The Last Supper/Holy Communion
In the sacred ordinance of communion, believers partake in a profoundly blessed and sacred bond, both with their risen Lord and with one another. This act unites heart and mind in devotion to the person and work of the Lord Jesus Christ. No other service so profoundly reflects the essential elements of Christian experience and faith. As a pastor, it is my solemn duty to understand and convey its truth and to direct its observance in such a manner that its holy significance is deeply felt by each participant at every observance.
Given its special nature, it is imperative that we ensure proper preparation of the table and the elements. The use of clean linens and immaculate communion-ware is indispensable, symbolizing the purity and faultlessness of Jesus, who was without sin. Holy Communion should never be treated as a mere appendage to a service, nor should it be disconnected from the service's theme. Its sacred character and spiritual depth warrant its position as the climactic point in the worship service. As a pastor, it is crucial, though done with grace, to clarify that the Lord's table is reserved for the Lord's people – those who are born again and living a holy life. Scripture clearly states that each individual must bear the responsibility before God to assess their readiness to partake: “But let a man examine himself, and so let him eat of that bread, and drink of that cup” (1 Corinthians 11:28). However, participation is not optional for the believer: “This do” (11:24). I firmly believe in the utmost importance of allowing a time for personal reflection before proceeding with the rite of Holy Communion.
Within Eagle Wings Ministries, anyone of adult mind, capable of making their own decisions, is encouraged to appropriately examine themselves before partaking in Holy Communion. In the context of families, parents should be given the prerogative to decide when and if their children are ready to receive the elements, particularly if they are confident that their child has prayed to receive Christ and understands the symbolism involved.
Simultaneous communion, commonly practiced due to its enhancement of congregational unity, involves communicants retaining the bread when served, and all partaking together upon a given signal. Similarly, this is done with the cup.

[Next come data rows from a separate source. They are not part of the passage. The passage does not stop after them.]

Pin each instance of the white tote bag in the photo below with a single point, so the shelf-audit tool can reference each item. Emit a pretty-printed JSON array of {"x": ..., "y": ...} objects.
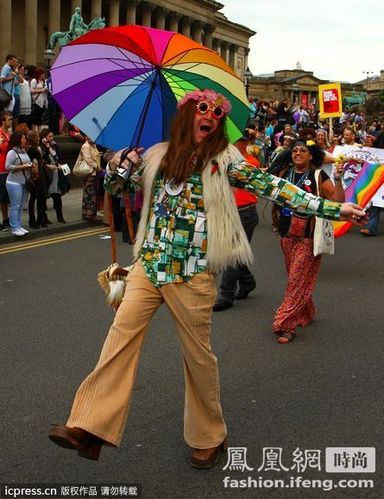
[{"x": 323, "y": 236}]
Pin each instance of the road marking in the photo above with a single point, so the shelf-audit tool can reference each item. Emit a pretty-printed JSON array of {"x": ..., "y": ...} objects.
[{"x": 52, "y": 240}]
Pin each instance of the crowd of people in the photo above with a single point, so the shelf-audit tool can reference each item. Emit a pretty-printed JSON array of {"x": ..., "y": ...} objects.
[
  {"x": 279, "y": 124},
  {"x": 190, "y": 230}
]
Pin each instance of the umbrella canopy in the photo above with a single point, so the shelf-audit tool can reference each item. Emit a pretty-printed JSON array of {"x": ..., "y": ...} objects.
[{"x": 121, "y": 85}]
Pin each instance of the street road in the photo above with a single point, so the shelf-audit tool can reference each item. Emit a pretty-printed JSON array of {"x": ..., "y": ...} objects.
[{"x": 325, "y": 389}]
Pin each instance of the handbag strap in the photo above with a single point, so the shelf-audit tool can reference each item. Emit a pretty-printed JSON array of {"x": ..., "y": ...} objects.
[
  {"x": 18, "y": 155},
  {"x": 319, "y": 183}
]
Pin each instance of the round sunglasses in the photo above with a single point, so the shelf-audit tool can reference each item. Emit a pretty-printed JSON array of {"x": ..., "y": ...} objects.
[{"x": 203, "y": 107}]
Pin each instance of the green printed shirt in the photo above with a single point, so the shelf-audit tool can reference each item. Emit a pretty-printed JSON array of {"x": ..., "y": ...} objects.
[{"x": 175, "y": 244}]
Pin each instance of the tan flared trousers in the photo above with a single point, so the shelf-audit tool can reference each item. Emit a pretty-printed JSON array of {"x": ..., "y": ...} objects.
[{"x": 102, "y": 402}]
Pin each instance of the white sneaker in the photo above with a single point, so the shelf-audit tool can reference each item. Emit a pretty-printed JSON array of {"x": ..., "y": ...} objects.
[{"x": 18, "y": 232}]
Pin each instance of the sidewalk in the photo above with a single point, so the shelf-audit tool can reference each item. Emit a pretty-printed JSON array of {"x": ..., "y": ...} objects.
[{"x": 71, "y": 213}]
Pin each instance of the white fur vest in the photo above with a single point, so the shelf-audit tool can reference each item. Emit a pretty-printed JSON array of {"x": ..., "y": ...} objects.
[{"x": 227, "y": 243}]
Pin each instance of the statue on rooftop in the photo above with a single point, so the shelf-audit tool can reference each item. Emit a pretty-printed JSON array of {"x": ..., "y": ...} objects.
[{"x": 77, "y": 27}]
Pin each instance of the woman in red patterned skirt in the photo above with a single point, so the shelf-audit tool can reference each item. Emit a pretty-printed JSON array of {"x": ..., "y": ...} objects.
[{"x": 296, "y": 232}]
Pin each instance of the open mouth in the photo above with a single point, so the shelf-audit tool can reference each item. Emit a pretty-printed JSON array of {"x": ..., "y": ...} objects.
[{"x": 205, "y": 128}]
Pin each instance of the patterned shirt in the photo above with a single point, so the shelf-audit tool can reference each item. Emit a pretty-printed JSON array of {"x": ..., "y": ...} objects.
[{"x": 175, "y": 243}]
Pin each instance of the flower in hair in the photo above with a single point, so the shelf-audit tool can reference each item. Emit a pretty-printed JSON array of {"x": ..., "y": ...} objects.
[{"x": 209, "y": 96}]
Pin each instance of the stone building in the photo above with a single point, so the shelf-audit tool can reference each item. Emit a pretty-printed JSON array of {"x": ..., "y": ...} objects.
[
  {"x": 373, "y": 85},
  {"x": 296, "y": 85},
  {"x": 26, "y": 25}
]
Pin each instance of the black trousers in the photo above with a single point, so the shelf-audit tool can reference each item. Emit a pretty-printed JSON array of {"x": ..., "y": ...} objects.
[{"x": 240, "y": 276}]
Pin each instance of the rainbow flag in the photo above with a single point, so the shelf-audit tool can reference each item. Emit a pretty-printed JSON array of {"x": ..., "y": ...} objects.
[{"x": 361, "y": 191}]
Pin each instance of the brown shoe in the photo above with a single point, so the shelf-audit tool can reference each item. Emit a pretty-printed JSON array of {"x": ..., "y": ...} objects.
[
  {"x": 206, "y": 458},
  {"x": 85, "y": 443}
]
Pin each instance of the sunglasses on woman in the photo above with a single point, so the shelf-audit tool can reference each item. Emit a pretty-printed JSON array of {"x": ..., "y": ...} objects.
[{"x": 203, "y": 107}]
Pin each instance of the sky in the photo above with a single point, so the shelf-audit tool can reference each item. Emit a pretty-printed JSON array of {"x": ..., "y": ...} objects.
[{"x": 338, "y": 40}]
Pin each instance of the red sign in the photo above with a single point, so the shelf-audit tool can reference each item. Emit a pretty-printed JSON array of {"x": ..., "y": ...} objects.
[{"x": 331, "y": 100}]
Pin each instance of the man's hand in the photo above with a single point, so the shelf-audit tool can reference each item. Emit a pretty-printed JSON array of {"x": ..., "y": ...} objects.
[{"x": 350, "y": 212}]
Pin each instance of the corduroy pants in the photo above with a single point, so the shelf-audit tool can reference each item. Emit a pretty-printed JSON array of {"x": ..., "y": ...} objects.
[{"x": 102, "y": 402}]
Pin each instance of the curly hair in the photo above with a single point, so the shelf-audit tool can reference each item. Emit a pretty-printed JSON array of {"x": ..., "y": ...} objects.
[
  {"x": 177, "y": 160},
  {"x": 316, "y": 152}
]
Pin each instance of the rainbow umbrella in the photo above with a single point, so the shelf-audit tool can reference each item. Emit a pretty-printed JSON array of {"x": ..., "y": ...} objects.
[{"x": 121, "y": 85}]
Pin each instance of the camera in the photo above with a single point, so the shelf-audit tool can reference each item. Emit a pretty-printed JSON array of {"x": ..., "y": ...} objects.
[{"x": 123, "y": 173}]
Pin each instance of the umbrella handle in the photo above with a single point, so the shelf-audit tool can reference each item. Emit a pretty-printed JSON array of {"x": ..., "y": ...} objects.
[
  {"x": 112, "y": 229},
  {"x": 128, "y": 216}
]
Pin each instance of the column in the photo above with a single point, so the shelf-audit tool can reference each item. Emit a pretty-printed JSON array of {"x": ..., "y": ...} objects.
[
  {"x": 216, "y": 45},
  {"x": 174, "y": 22},
  {"x": 131, "y": 12},
  {"x": 186, "y": 26},
  {"x": 225, "y": 51},
  {"x": 232, "y": 55},
  {"x": 74, "y": 4},
  {"x": 54, "y": 17},
  {"x": 197, "y": 31},
  {"x": 208, "y": 35},
  {"x": 147, "y": 14},
  {"x": 160, "y": 15},
  {"x": 5, "y": 29},
  {"x": 30, "y": 33},
  {"x": 96, "y": 9},
  {"x": 114, "y": 6}
]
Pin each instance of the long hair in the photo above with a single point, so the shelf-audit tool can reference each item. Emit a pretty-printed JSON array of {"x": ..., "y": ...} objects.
[
  {"x": 15, "y": 139},
  {"x": 176, "y": 163}
]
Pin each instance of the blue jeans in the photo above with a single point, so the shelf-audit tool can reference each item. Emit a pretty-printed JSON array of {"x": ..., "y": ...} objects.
[
  {"x": 374, "y": 217},
  {"x": 17, "y": 194},
  {"x": 240, "y": 275}
]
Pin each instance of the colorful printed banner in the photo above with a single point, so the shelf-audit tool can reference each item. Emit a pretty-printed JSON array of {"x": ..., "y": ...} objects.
[
  {"x": 330, "y": 100},
  {"x": 362, "y": 178}
]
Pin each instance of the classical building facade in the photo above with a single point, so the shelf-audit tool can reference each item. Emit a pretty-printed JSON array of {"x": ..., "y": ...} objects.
[
  {"x": 26, "y": 25},
  {"x": 373, "y": 85},
  {"x": 296, "y": 85}
]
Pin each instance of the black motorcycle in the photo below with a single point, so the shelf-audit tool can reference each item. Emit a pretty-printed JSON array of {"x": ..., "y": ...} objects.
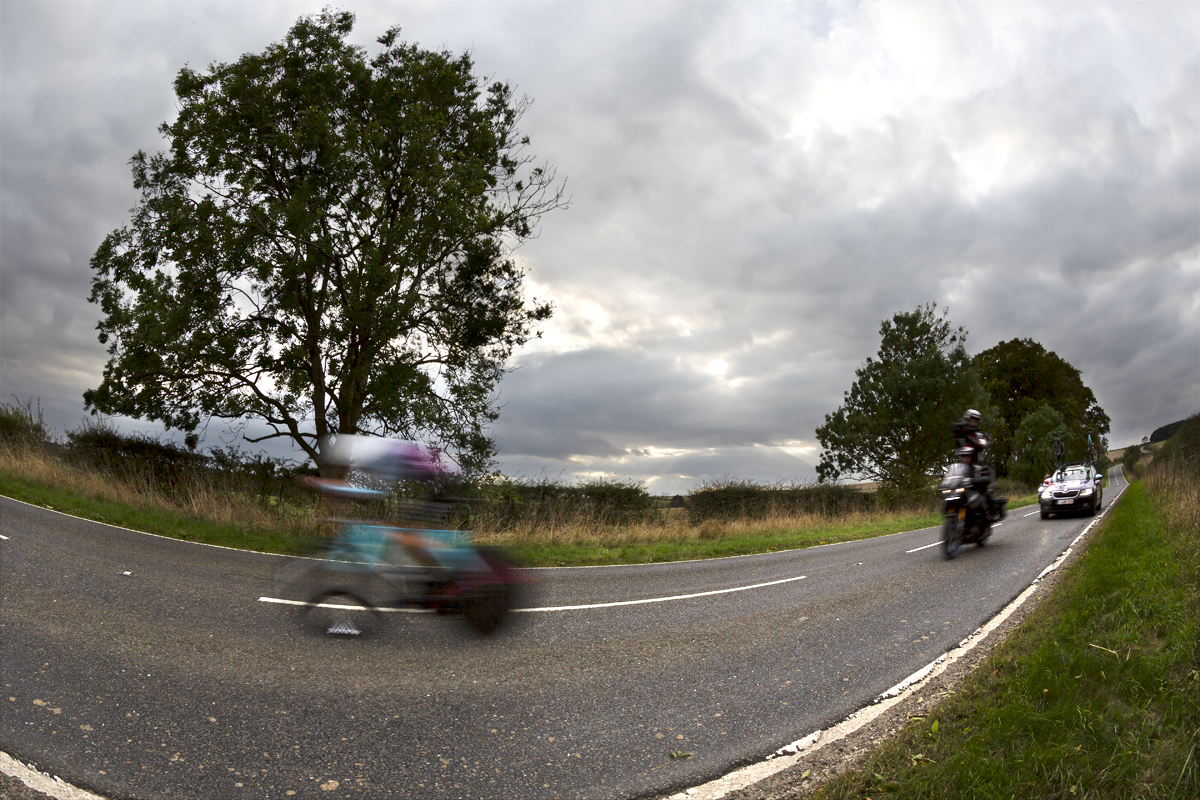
[{"x": 966, "y": 518}]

As the act of Holy Communion is fundamentally about obedience to the Lord Jesus and reflects the sacred bond between the individual and their risen Lord, it is also the first act completed after the sealing of a husband and wife in Holy Matrimony. In the context of a wedding ceremony, the act of Holy Communion takes on a special significance. As a pastor, I have the privilege of administering Communion to the newlywed couple, symbolizing their first act of unity under the lordship of Christ. This sacred moment lays the foundation for a marriage centered on Christ, reflecting the strength and unity of a three-stranded cord, as beautifully depicted in Ecclesiastes 4:9-12. This passage eloquently speaks to the strength found in companionship and unity, both with our spouse and with Christ. A marriage rooted in Christ is like a three-ply cord, strong and resilient, capable of withstanding the trials of life.
Ecclesiastes 4:9-12 (CEB)
“Two are better than one because they have a good return for their hard work. 10 If either should fall, one can pick up the other. But how miserable are those who fall and don’t have a companion to help them up! 11 Also, if two lie down together, they can stay warm. But how can anyone stay warm alone? 12 Also, one can be overpowered, but two together can put up resistance. A three-ply cord doesn’t easily snap.”
In conclusion, Holy Communion is a profound expression of our faith, a moment where heaven touches earth, and we, as believers, are drawn into a deeper communion with our Lord and Savior, Jesus Christ. It is a time of reflection, thanksgiving, and renewal, reminding us of the sacrifice of Christ and the hope we have in Him. As we partake in this sacred ordinance, let us do so with reverence, gratitude, and a heart attuned to the profound mystery and grace it represents.